Watching the crooks: Researcher monitors cyber-espionage ring

Good guys are keeping an eye on large espionage and botnet campaigns that are stealing corporate secrets from government and private industry and money from peoples’ bank accounts.

This graph shows the confirmed espionage malware samples researcher Joe Stewart has been monitoring. The blue dots are malware, the yellow dots are Domain Name System names, and the purple dots are subdomains. Click the image to see a larger version.

(Credit: SecureWorks)

This is a small section of the graph up close. Click the image to see a larger version.

(Credit: SecureWorks)

LAS VEGAS — Researchers have uncovered a huge amount of malware and registered domains being used by criminals linked to China who are conducting cyber-espionage on a wide range of government, industry, and human rights activists.
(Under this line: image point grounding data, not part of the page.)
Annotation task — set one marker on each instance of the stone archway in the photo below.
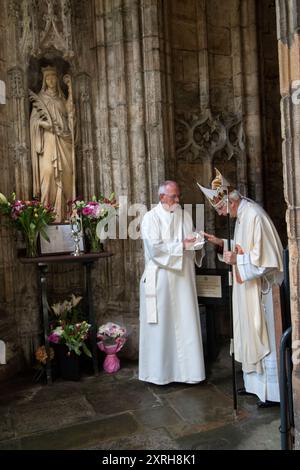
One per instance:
(289, 67)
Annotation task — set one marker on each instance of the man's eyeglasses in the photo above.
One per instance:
(173, 196)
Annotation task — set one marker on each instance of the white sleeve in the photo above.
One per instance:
(163, 254)
(247, 270)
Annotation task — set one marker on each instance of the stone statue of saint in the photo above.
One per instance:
(52, 143)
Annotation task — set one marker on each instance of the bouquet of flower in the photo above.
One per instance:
(95, 214)
(111, 333)
(112, 338)
(72, 335)
(66, 328)
(29, 217)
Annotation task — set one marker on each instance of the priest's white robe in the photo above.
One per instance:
(170, 347)
(259, 268)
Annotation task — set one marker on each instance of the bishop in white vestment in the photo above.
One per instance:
(256, 255)
(170, 348)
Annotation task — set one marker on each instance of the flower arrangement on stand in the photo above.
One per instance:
(29, 217)
(112, 339)
(71, 333)
(94, 214)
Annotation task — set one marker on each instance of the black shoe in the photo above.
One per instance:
(267, 404)
(242, 391)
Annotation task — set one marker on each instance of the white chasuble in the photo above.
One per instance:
(259, 267)
(170, 348)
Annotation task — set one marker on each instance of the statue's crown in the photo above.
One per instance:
(49, 70)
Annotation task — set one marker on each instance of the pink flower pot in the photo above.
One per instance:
(111, 363)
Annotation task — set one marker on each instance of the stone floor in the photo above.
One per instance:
(120, 412)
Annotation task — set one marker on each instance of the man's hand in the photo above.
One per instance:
(189, 242)
(46, 125)
(213, 239)
(229, 257)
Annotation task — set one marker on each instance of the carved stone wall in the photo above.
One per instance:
(289, 66)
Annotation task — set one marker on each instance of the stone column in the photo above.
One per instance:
(289, 67)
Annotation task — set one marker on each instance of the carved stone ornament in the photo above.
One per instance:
(44, 25)
(200, 138)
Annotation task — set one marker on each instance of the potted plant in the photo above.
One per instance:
(29, 217)
(71, 335)
(112, 339)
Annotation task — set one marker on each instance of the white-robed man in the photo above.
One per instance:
(256, 255)
(170, 347)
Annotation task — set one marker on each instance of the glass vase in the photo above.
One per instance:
(31, 244)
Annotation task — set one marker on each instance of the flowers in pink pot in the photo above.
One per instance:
(112, 338)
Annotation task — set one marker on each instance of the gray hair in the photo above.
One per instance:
(163, 186)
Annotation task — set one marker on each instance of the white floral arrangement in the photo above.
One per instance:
(111, 333)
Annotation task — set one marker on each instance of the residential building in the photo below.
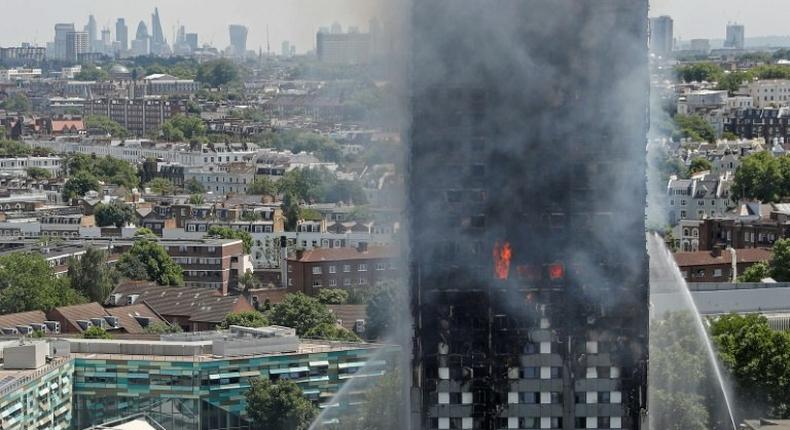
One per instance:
(189, 308)
(767, 123)
(717, 265)
(662, 36)
(77, 42)
(768, 93)
(703, 196)
(343, 48)
(35, 392)
(363, 267)
(139, 116)
(735, 37)
(523, 301)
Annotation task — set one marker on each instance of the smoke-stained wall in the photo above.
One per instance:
(527, 213)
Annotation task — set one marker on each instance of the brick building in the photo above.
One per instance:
(716, 265)
(346, 268)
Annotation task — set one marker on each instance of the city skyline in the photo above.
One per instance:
(212, 27)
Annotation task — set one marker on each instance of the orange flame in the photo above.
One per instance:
(502, 256)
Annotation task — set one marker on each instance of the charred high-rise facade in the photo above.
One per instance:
(529, 282)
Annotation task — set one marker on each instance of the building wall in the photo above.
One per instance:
(209, 391)
(42, 402)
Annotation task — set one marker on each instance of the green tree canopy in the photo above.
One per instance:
(91, 276)
(182, 127)
(699, 165)
(161, 186)
(278, 405)
(148, 260)
(107, 125)
(229, 233)
(699, 72)
(27, 283)
(300, 312)
(755, 273)
(116, 213)
(79, 184)
(758, 177)
(245, 319)
(96, 332)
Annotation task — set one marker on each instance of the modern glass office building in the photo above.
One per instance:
(527, 199)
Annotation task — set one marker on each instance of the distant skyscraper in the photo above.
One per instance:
(92, 31)
(122, 34)
(192, 41)
(736, 36)
(59, 46)
(141, 45)
(158, 41)
(662, 36)
(77, 42)
(238, 39)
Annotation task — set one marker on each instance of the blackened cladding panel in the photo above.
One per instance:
(527, 196)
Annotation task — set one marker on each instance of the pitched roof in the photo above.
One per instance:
(706, 258)
(22, 318)
(200, 305)
(336, 254)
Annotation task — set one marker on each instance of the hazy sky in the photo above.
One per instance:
(297, 20)
(294, 20)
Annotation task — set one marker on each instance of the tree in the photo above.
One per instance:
(38, 173)
(707, 72)
(116, 213)
(245, 319)
(758, 177)
(699, 165)
(193, 186)
(758, 359)
(79, 184)
(91, 276)
(780, 260)
(161, 186)
(17, 103)
(300, 312)
(27, 283)
(148, 260)
(98, 122)
(278, 405)
(96, 332)
(196, 199)
(755, 273)
(229, 233)
(333, 296)
(262, 185)
(217, 73)
(161, 327)
(693, 127)
(384, 309)
(332, 332)
(181, 127)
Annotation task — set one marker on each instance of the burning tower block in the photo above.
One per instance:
(527, 196)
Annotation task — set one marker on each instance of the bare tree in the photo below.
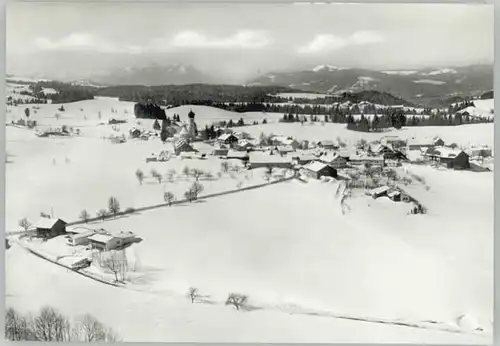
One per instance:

The growing menace from these “Advanced Persistent Threats” is detailed in a report unveiled today called “Chasing APT.” In an interview at the Black Hat security conference here, Joe Stewart, director of malware research at Dell Secureworks Counter Threat Unit, said that over the last 18 months he’s been monitoring attacks designed to steal data from organizations around the world. Two primary groups, in Shanghai and Beijing, appear to be behind the attack operations, he said.

The groups were using more than 200 unique families of custom malware. They were also using more than 1,100 domain names registered solely to serve as command-and-control servers or to send spear phishing messages targeting specific workers within a company to entice them to open a malicious e-mail attachment or Web link. No one is safe with carefully crafted and targeted messages, Stewart said.

“You have to to have that kind of paranoia to know anything you get that is unsolicited is suspicious,” he said. Companies should consider opening any unsolicited attachments and links, even from people who are known and trusted, in a virtual machine or a sanitized workstation in which an infection can be isolated.

Targets include Japanese government ministries, universities, municipal governments, trade organizations, news media, think tanks and manufacturers of industrial equipment. “Now it’s not just a limited set of targets,” Stewart said. “It’s anybody who has a competitor.”

Stewart also found a private security organization in Asia, but not in China, that’s conducting a powerful cyber-espionage operation against another country’s military, while also offering security services and so-called “ethical hacking courses” as part of its legitimate business. He wouldn’t name the company.

Attackers are using a tool called HTran to disguise the location of their command-and-control servers and a new piece of malware called “Elirks” that uses a microblogging service called Plurk as a first-stage command-and-control server.

 

Meanwhile, another SecureWorks researcher has done a deep dive into the Zeus Gameover malware campaign and found 678,205 infections — including in 14 of the 20 Top Fortune 500 firms — making it one of the largest financial botnets around. The operation, believed to be based in Russia, uses the Cutwail spam botnet to send out spam to trick people into clicking malicious links and to recruit money mules in the U.S. and Europe, according to a report on the malware.Once a computer is infected, the malware enlists an arsenal of tools to stay in stealth mode and get as much financial data from the victim as possible, said Brett Stone-Gross of the Dell SecureWorks Counter Threat Unit. It uses Web Injects when it detects a victim visiting particular e-commerce sites to display a pop up window via the browser that prompts for sensitive information such as social security number and credit card number.

It also uses infected machines to launch Distributed Denial-of-Service attacks against financial sites after money has been pilfered from bank accounts so that victims can’t reach the site to see if their account is OK. Its peer-to-peer infrastructure makes it impossible to shut down because there is no central command-and-control server running it.